Setelah berada di Amerika Serikat, Kemal Pasha Pawaka —- demikian nama lengkapnya —- menyadari bahwa permintaan ayahnya agar dia belajar bermain golf benar-benar mencapai tingkat kebenaran yang tak terbantahkan.

“Karena saya mempunyai kemampuan bermain golf, bersama teman-teman dari negara lain yang sama-sama study di Indiana Institut of Technologi yang juga bisa bermain golf, kami sering mewakili institut dalam event golf antar kampus yang diselenggarakan di kota-kota besar yang ada di Amerika Serikat,” ujarnya bersemangat dengan mata berbinar-binar.

Tiga tahun menempuh study di Amerika Serikat, selain lulus tepat waktu pada 1983, Kemal juga mendapat banyak teman.”Kalau pada waktu saya masih di SMP saya menolak ketika ayah saya menyuruh saya belajar bermain golf, mungkin saya akan menjadi orang yang ‘kuper’,” katanya sambil tertawa.

Tapi, katanya lebih lanjut, dia sering bertanya-tanya dalam hati, ada maksud apa sebenarnya ayahnya menyuruh dia belajar bermain golf. Apakah hanya sekadar agar dia memiliki banyak teman atau ada maksud lainnya.

Ternyata “misteri” yang selalu mengusik rasa ingin tahunya itu akhirnya terjawab setelah Kemal kembali ke Indonesia.

Suatu hari, Kemal, yang lupa tanggal dan bulannya, tapi yang jelas peristiwanya terjadi satu tahun —- tepatnya pada 1984 —-setelah dia kembali dari Amerika.

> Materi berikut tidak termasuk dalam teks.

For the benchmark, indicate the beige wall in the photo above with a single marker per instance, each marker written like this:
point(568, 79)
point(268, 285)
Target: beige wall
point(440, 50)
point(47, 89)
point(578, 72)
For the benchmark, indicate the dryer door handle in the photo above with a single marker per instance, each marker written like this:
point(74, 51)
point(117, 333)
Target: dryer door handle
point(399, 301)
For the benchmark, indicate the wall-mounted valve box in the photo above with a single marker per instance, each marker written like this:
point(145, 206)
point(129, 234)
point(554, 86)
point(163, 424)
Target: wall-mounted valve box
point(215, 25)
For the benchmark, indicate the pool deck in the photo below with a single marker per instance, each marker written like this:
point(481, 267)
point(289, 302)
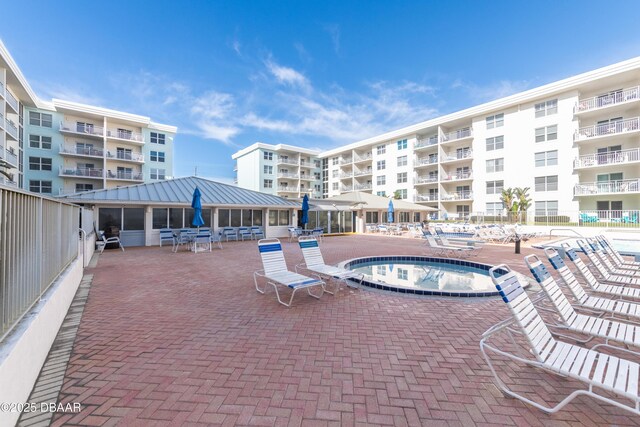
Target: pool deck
point(184, 339)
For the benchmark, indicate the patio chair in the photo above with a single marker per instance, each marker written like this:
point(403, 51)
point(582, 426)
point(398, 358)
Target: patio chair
point(102, 242)
point(244, 233)
point(167, 234)
point(314, 262)
point(609, 330)
point(614, 306)
point(596, 370)
point(276, 273)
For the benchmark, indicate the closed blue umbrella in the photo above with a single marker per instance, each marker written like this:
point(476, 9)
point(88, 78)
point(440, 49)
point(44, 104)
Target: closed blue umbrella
point(196, 204)
point(305, 211)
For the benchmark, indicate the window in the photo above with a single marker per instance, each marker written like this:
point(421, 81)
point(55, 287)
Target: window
point(548, 133)
point(546, 108)
point(495, 187)
point(547, 208)
point(494, 208)
point(156, 156)
point(155, 173)
point(495, 121)
point(495, 143)
point(38, 141)
point(83, 187)
point(37, 186)
point(495, 165)
point(39, 163)
point(157, 138)
point(40, 119)
point(546, 158)
point(546, 183)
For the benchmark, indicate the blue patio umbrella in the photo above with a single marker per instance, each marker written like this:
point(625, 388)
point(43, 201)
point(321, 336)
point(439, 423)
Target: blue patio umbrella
point(305, 211)
point(196, 204)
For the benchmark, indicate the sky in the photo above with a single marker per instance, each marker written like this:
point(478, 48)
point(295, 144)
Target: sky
point(315, 74)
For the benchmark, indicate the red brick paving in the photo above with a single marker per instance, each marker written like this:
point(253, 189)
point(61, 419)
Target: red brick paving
point(184, 339)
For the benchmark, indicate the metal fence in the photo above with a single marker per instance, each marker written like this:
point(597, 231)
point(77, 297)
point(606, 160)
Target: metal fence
point(38, 240)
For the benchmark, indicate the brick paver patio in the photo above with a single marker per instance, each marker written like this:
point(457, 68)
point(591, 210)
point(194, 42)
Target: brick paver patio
point(184, 339)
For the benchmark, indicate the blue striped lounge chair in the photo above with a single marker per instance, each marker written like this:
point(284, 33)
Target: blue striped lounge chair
point(314, 262)
point(598, 371)
point(594, 327)
point(276, 274)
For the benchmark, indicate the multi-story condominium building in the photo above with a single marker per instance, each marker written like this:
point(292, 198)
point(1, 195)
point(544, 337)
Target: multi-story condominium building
point(575, 143)
point(60, 147)
point(282, 170)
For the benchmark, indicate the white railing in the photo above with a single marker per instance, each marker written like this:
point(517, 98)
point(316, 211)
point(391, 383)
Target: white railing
point(457, 134)
point(426, 142)
point(11, 100)
point(622, 126)
point(40, 242)
point(620, 186)
point(82, 151)
point(125, 134)
point(82, 128)
point(602, 101)
point(608, 158)
point(86, 172)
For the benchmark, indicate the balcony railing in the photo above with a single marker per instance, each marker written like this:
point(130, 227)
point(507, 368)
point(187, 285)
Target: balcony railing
point(81, 151)
point(626, 95)
point(131, 176)
point(619, 127)
point(12, 101)
point(125, 134)
point(11, 128)
point(134, 157)
point(455, 135)
point(82, 128)
point(607, 187)
point(84, 172)
point(426, 142)
point(609, 158)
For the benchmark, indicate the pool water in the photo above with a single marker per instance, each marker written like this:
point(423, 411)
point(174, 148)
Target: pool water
point(441, 277)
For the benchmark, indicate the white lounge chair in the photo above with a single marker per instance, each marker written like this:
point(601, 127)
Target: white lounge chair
point(314, 262)
point(276, 273)
point(610, 330)
point(597, 370)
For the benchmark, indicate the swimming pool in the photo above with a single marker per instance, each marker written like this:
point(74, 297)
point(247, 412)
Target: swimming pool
point(425, 275)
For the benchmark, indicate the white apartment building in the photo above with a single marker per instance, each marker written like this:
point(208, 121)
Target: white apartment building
point(575, 143)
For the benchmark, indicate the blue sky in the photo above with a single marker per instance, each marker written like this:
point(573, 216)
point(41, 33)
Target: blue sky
point(315, 74)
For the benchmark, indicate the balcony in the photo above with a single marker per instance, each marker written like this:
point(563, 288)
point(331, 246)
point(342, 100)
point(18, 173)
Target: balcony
point(456, 135)
point(11, 128)
point(85, 129)
point(426, 142)
point(11, 101)
point(598, 102)
point(125, 175)
point(125, 135)
point(608, 129)
point(126, 156)
point(81, 151)
point(609, 158)
point(82, 172)
point(624, 186)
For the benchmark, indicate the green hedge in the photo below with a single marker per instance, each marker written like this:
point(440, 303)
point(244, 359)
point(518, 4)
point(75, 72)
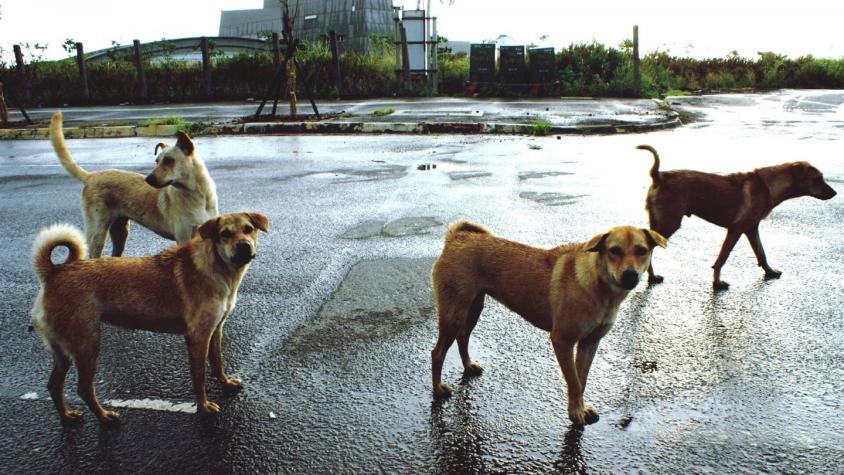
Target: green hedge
point(586, 69)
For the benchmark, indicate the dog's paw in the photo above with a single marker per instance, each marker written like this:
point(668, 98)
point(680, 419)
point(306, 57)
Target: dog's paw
point(591, 414)
point(583, 415)
point(232, 384)
point(472, 369)
point(442, 391)
point(72, 417)
point(208, 408)
point(109, 417)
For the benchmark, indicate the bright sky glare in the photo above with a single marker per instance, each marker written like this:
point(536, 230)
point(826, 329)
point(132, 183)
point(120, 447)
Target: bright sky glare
point(699, 29)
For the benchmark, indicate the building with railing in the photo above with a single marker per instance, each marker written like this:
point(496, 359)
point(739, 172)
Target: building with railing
point(354, 21)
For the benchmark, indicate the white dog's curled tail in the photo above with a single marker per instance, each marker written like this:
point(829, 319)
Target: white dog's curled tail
point(51, 237)
point(57, 139)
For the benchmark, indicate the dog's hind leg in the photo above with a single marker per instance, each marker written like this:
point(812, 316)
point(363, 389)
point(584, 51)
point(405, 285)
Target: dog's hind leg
point(453, 311)
point(756, 243)
point(61, 365)
point(96, 229)
point(119, 232)
point(86, 366)
point(733, 236)
point(665, 223)
point(469, 367)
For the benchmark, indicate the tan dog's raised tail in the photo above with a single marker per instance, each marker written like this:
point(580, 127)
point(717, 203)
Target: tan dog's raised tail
point(188, 289)
point(572, 291)
point(172, 201)
point(738, 202)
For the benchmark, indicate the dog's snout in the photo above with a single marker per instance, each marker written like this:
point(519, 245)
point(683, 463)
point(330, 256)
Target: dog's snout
point(243, 252)
point(629, 279)
point(243, 247)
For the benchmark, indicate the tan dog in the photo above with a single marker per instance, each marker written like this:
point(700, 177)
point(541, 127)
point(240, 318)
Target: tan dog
point(172, 201)
point(188, 289)
point(572, 291)
point(737, 202)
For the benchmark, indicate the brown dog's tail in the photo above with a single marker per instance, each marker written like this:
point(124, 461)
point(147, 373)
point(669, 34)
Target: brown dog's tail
point(655, 168)
point(57, 139)
point(51, 237)
point(464, 226)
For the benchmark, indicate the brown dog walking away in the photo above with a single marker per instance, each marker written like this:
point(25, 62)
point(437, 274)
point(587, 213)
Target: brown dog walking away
point(172, 201)
point(738, 202)
point(188, 289)
point(572, 291)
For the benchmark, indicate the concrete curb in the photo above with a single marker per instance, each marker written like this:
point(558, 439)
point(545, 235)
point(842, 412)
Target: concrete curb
point(297, 128)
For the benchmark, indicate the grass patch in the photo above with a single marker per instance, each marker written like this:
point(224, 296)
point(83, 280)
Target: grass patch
point(182, 125)
point(179, 122)
point(540, 127)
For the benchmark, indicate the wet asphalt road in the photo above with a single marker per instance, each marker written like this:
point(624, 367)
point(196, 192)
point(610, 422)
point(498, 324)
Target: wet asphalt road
point(334, 322)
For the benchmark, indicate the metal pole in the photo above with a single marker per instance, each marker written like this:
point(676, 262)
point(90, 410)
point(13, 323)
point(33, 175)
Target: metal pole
point(405, 60)
point(139, 65)
point(22, 78)
point(206, 69)
point(435, 60)
point(276, 55)
point(637, 78)
point(83, 71)
point(335, 59)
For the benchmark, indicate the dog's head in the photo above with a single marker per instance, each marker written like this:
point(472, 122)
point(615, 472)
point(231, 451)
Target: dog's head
point(625, 253)
point(235, 236)
point(172, 163)
point(809, 181)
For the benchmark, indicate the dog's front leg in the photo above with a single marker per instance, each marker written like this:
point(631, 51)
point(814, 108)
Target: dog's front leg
point(564, 349)
point(197, 354)
point(215, 356)
point(756, 243)
point(733, 234)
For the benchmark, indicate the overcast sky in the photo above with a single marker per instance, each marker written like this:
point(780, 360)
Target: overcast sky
point(699, 29)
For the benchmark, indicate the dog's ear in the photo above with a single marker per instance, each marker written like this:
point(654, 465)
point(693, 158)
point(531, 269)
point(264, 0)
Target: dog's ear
point(259, 221)
point(210, 229)
point(596, 244)
point(654, 238)
point(184, 143)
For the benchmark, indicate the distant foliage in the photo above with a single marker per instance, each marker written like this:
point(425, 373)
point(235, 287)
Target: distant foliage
point(583, 69)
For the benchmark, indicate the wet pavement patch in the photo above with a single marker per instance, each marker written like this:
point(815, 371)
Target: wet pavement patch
point(551, 198)
point(387, 172)
point(377, 299)
point(466, 175)
point(409, 226)
point(364, 230)
point(645, 366)
point(534, 175)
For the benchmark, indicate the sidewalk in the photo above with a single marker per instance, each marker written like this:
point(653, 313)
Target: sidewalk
point(400, 116)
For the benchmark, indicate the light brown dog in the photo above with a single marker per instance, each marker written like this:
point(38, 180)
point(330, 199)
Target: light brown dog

Kepada ayah dan ibunya, dia mengungkapkan isi hatinya ingin bekerja di perusahaan milik orang lain.

“Tujuannya saya ingin mengaplikasi ilmu yang telah saya pelajari di Amerika sekaligus untuk mencari pengalanan.Tapi, ibu tetap membujuk saya untuk bekerja di perusahaan yang dirintis oleh ayah saya … ”

“Terus terang, saya sempat shock juga pada saat itu, karena ibu saat membujuk saya sambil menangis …”

“Rupanya ibu disuruh oleh ayah saya yang sebelumnya telah minta saya agar jangan bekerja di perusahaan milik orang lain. Tapi saya tetap kukuh pada pendirian saya ….”

Akhirnya ke-“keras”-an hati Kemal luluh. Dia mengurungkan niatnya untuk bekerja di perusahaan milik orang lain.Dan, setelah dia mengabdikan dirinya sepenuh hati untuk perusahaan yang telah dirintis oleh sang ayah, tahulah dia kenapa dia disuruh belajar bermain golf, kuliah di Amerika Serikat dan tidak diizinkan mengikuti jejak ayahnya menjadi tentara.

Rupanya “strategi” Soewarso Pawaka “merancang” generasi penerus yang diharapkan bisa menjadi pewaris usaha yang telah dirintis sejak 1972 itu, berhasil. Dan, Kemal Pawaka sendiri sejak “bergabung” dengan perseroan terbatas yang dirintis oleh ayahnya, tidak pernah tertarik lagi untuk bekerja di perusahaan milik orang lain.Sampai sekarang!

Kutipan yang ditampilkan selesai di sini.